Lembro de pararmos meio a ermo no meio da estrada e de você derramando

o meu biquíni preto, o seu corpo quente junto à minha pele gelada arrepiada, a luz

pálida da lua dizendo que guardaria tudo em segredo. Você falava da minha beleza

antiga e sobre como nos conhecemos em outras vidas e gritávamos para os deuses do

tempo a nossa virtude. Mesmo que não fôssemos em verdade os maiores de todos,

ainda creio que éramos enormes, gigantes.

Passava meus dedos pelas suas tatuagens feias, sabia como eram importantes

para você. Não era mais o amor que me mantinha ali, eram os vícios, quase que uma

doença, pura obsessão. Eu não precisava acreditar em nada, via tudo diante dos meus

olhos enquanto o espetáculo brilhava e nenhuma história era tão fascinante quanto

as minhas memórias. Dancei a cantiga do infinito nos seus lábios, senti o seu cheiro

refrescante nas minhas roupas, vi nos seus olhos o reflexo das estrelas e decidi que eu

era uma. Eu podia esquecer o mundo lá fora, ou talvez fosse justamente o mundo lá

fora transbordando pra dentro e de dentro para fora em um mesmo impasse.

Até que, numa quarta-feira de cinzas, você desapareceu, como um sonho

bom, uma presença quase que irradicada, levou as fotos, as roupas, as músicas e a

melhor parte de mim. Nunca soube como nem por quê e tudo o mais e enfim e então,

seu nome me fugiu só e apenas. Gosto de pensar que você me deixou por amor, por

acreditar que acordar com uma faca no peito talvez fosse melhor do que nunca acordar.

A maioria das mulheres morre uma vez só, mas eu não sou como a maioria das

mulheres.
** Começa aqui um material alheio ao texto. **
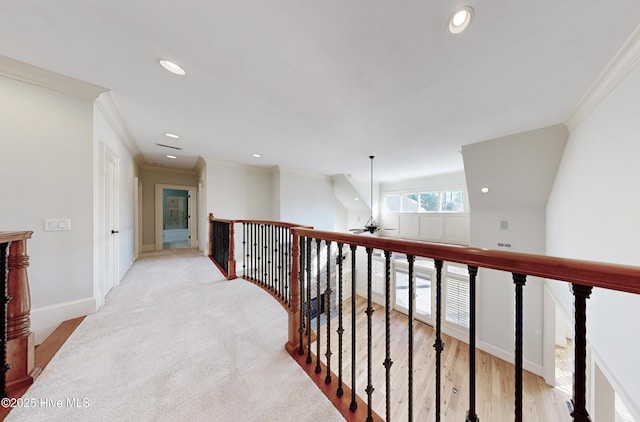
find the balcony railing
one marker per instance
(316, 268)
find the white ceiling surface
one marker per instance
(321, 85)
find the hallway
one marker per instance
(176, 341)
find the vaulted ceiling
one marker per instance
(321, 85)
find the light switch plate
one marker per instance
(57, 224)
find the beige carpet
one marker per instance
(177, 342)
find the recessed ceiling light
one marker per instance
(460, 19)
(172, 67)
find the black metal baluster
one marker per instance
(301, 282)
(471, 413)
(244, 249)
(439, 344)
(255, 251)
(327, 304)
(354, 403)
(265, 257)
(387, 331)
(579, 402)
(519, 280)
(286, 267)
(340, 330)
(318, 368)
(276, 259)
(308, 280)
(4, 271)
(270, 243)
(369, 312)
(412, 292)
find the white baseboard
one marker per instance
(46, 319)
(532, 367)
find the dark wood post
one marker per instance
(20, 339)
(294, 304)
(471, 413)
(519, 281)
(232, 257)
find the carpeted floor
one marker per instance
(177, 342)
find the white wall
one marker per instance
(46, 165)
(239, 192)
(519, 171)
(593, 213)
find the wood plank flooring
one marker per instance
(45, 352)
(494, 377)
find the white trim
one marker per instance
(593, 356)
(509, 357)
(193, 217)
(623, 62)
(46, 319)
(107, 106)
(25, 72)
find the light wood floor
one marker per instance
(45, 352)
(494, 377)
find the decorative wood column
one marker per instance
(232, 246)
(20, 340)
(295, 326)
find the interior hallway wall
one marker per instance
(594, 214)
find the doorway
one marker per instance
(110, 223)
(175, 217)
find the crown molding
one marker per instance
(623, 62)
(164, 169)
(107, 106)
(25, 72)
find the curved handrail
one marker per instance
(623, 278)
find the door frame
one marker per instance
(108, 158)
(192, 206)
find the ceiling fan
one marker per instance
(371, 226)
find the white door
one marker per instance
(111, 231)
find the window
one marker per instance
(457, 295)
(452, 201)
(409, 202)
(417, 202)
(429, 201)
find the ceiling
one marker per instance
(321, 85)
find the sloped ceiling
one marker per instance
(321, 85)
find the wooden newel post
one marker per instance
(232, 258)
(294, 304)
(20, 341)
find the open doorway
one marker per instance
(175, 217)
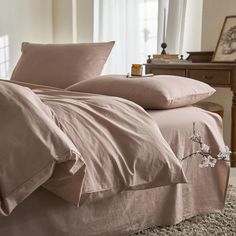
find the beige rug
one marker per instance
(223, 223)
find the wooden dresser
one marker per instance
(214, 74)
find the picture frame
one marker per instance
(226, 46)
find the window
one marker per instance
(4, 57)
(137, 26)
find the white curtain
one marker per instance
(137, 28)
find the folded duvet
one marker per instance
(75, 144)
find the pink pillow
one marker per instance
(158, 92)
(60, 65)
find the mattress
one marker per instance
(43, 213)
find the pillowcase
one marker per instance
(31, 145)
(60, 65)
(158, 92)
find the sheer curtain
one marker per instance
(137, 28)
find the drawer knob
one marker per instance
(208, 77)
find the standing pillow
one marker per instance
(60, 65)
(158, 92)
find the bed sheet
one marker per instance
(130, 211)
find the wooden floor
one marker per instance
(232, 178)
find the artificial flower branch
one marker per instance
(207, 158)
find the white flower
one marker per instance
(208, 161)
(224, 153)
(205, 148)
(195, 138)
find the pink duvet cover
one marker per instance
(119, 147)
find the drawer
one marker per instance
(163, 71)
(213, 77)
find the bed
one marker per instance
(149, 191)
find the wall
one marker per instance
(193, 26)
(85, 20)
(63, 21)
(214, 12)
(25, 20)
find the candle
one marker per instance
(164, 26)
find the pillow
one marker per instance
(60, 65)
(158, 92)
(31, 145)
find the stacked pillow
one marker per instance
(77, 67)
(60, 65)
(157, 92)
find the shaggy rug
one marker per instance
(223, 223)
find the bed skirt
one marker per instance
(42, 213)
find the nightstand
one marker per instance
(214, 74)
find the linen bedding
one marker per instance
(118, 146)
(130, 211)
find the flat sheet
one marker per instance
(129, 211)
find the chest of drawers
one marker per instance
(214, 74)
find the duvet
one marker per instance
(75, 144)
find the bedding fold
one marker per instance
(78, 144)
(31, 146)
(122, 146)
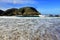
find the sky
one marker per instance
(43, 6)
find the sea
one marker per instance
(29, 28)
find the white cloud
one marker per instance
(19, 1)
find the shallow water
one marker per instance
(29, 28)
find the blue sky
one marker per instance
(43, 6)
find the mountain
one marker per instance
(1, 12)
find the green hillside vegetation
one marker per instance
(25, 11)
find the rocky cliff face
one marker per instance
(18, 28)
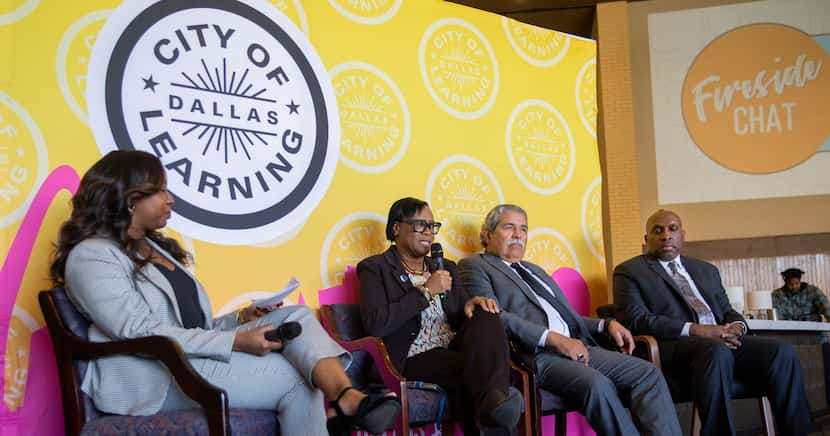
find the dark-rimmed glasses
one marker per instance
(420, 226)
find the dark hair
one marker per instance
(403, 208)
(101, 207)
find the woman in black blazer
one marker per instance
(433, 330)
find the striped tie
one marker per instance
(704, 314)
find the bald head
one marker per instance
(664, 235)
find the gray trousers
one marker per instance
(595, 391)
(276, 381)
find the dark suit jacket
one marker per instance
(650, 302)
(391, 306)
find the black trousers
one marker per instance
(710, 368)
(476, 361)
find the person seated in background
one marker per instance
(131, 281)
(559, 343)
(799, 300)
(681, 301)
(433, 330)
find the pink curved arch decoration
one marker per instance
(576, 290)
(41, 412)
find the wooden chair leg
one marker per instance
(696, 426)
(560, 426)
(766, 416)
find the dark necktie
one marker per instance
(704, 315)
(540, 291)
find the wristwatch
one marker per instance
(607, 322)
Pensar no outrora é um fracasso, e se eu não quiser ser forte? Esse outrora

que eu tenho posso guardar agudo afiado em todas as coisas.

Quando decidi ser eu naquele momento, acho que também optei sempre pela

dor. Há algo de bonito na dor, no sofrimento irresistível, é quase que consequência

de se estar vivo, aquela dor que existe no nascimento pode ser revivida, eu quero me

alimentar da placenta, de tal forma que eu nunca teria feito diferente, eu sou gente,

eu sou selvagem. Eu não quero esquecer, eu quero sofrer denso você inteiro para

todo o sempre. Quando estou sozinha em casa, digamos numa terça-feira à tarde e

toca um tango no apartamento junto ao meu, eu já não resisto mais. Sabe, parece haver

algo de nobre, nessa humilhação, de não evitar, não fugir, apenas deixar que doa.
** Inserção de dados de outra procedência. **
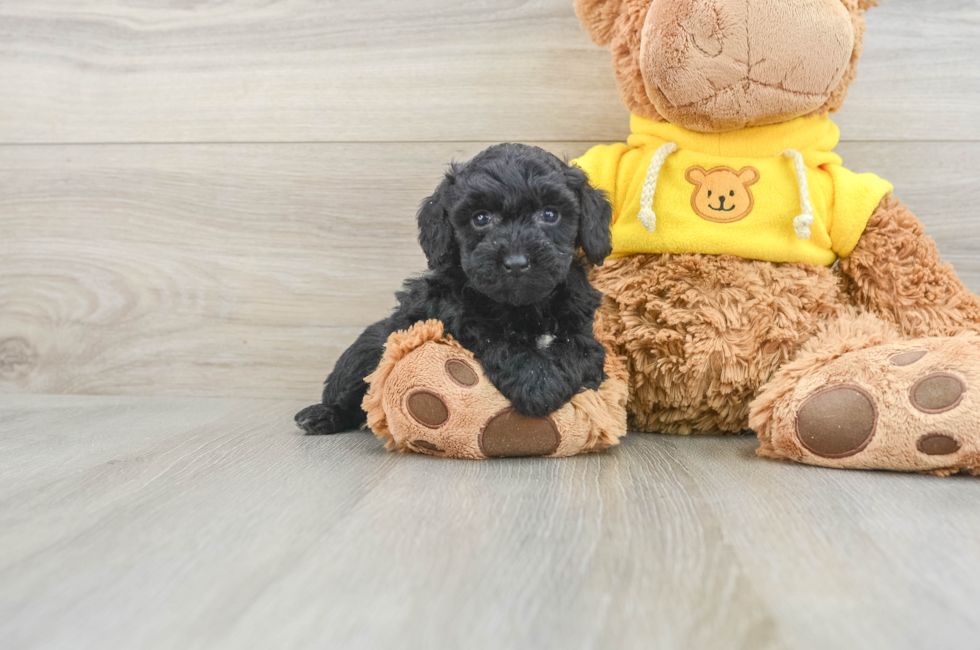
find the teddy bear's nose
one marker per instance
(516, 263)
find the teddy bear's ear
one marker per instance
(599, 17)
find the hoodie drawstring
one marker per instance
(803, 222)
(647, 217)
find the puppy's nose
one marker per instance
(516, 263)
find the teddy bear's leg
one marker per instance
(429, 395)
(896, 273)
(862, 396)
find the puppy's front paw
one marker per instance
(320, 419)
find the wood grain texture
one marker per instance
(176, 523)
(425, 70)
(245, 270)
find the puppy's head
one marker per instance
(512, 218)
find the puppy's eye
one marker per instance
(549, 216)
(482, 219)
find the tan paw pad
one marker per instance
(937, 444)
(937, 393)
(427, 408)
(837, 422)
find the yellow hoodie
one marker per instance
(774, 193)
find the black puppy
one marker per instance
(500, 234)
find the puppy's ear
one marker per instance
(596, 214)
(436, 234)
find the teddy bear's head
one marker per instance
(719, 65)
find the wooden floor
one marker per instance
(211, 523)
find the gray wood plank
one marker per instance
(295, 70)
(245, 270)
(244, 534)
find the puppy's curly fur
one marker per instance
(501, 234)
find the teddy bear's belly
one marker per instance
(702, 333)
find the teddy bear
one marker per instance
(756, 283)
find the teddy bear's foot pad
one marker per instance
(510, 434)
(430, 396)
(912, 407)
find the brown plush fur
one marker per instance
(857, 349)
(700, 333)
(619, 24)
(718, 343)
(896, 272)
(416, 360)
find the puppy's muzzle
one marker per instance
(516, 264)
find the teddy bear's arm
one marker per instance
(896, 272)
Chorar com vontade grande, lágrimas ácidas e esfregar os olhos com tanta força para

pintar o rosto de preto com os restos do rímel, até ficar tão inchada a ponto de não

enxergar mais quase nada. Não há nada tão libertador quanto atentar contra si mesmo,

atentar sem nenhum pudor, até temer e sentir pena de mim mesma. Fall in love.

Sobre quedas— em/para/por amor. Nessas tardes, eu me deixo cair em completo,

imaginando rostos, lembrando vozes. Quando sinto que cheguei no ponto máximo

da queda-livre, aí surge um alívio único, como se eu tivesse finalmente próxima de te

encontrar, sinto seu braço apoiado no meu ombro e você colocando a minha música

favorita, solto-me arrancada em completa saudade. Ainda bem que eu te escolhi para

me destruir. Lá no fundo do poço mais sujo eu posso ver que apesar de hoje, houve

ontem e anteontem e vários anos atrás, o que importa é que ainda sinto a vida apertada,

ao encontrar restos importantes delicados (que ajudam a viver) em um lixo a céu

aberto, ao descobrir memórias e não cobri-las se novo, por gosto e tortura. É que eu

coloquei a cabeça para fora do carro e o vento bateu jogando meu cabelo no ar e, ao

olhar para trás, eu gostei do que vi e hoje escrevo essa carta por me faltarem palavras.